Schlögel: Jelzin hatte ein Zutrauen, dass das Land das schon irgendwie macht. Putin ist ein zu kleiner Mann für dieses große Land, er ist jemand, der der Gesellschaft, dem Volk, den Regionen überhaupt nichts zutraut. Das ist der Blick der Staatspolizei, des harten Kerns des Imperiums, der geblieben ist. Dieser Kern ist nach dem Zerfall der äußeren Strukturen der Sowjetunion überhaupt erst voll zur Entfaltung gekommen.

STANDARD: Wie haben Sie den Sonntag erlebt, als mit einer Sitzung im Deutschen Bundestag die Koordinaten für eine kommende Sicherheitspolitik umrissen wurden?

Schlögel: Ich habe gesagt: Endlich, endlich, endlich kommt das zur Sprache. Die politische Klasse ist endlich in einer Realität, die sich schon lange abgezeichnet hat, angekommen. Was mich skeptisch stimmt, waren die Geschlossenheit und die Reibungslosigkeit.

Ich traue dieser verbalen Entschlossenheit nicht ganz.
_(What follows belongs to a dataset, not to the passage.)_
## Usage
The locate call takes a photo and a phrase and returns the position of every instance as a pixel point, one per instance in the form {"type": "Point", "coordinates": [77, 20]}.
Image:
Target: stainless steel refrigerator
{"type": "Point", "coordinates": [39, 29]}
Es geht einfach nicht so einfach. Dieser Beifall hatte auch Züge von Flucht aus einer unbewältigten Politik der letzten Jahre und Jahrzehnte. Vieles, was uns jetzt um die Ohren fliegt, ist offizielle Politik gewesen in den letzten zwanzig Jahren. Das hatte ein Element von Selbstberuhigung. Das Aufgewühltsein kommt noch. Die Prüfung steht noch bevor. (INTERVIEW: Bert Rebhandl, 13.3.2022)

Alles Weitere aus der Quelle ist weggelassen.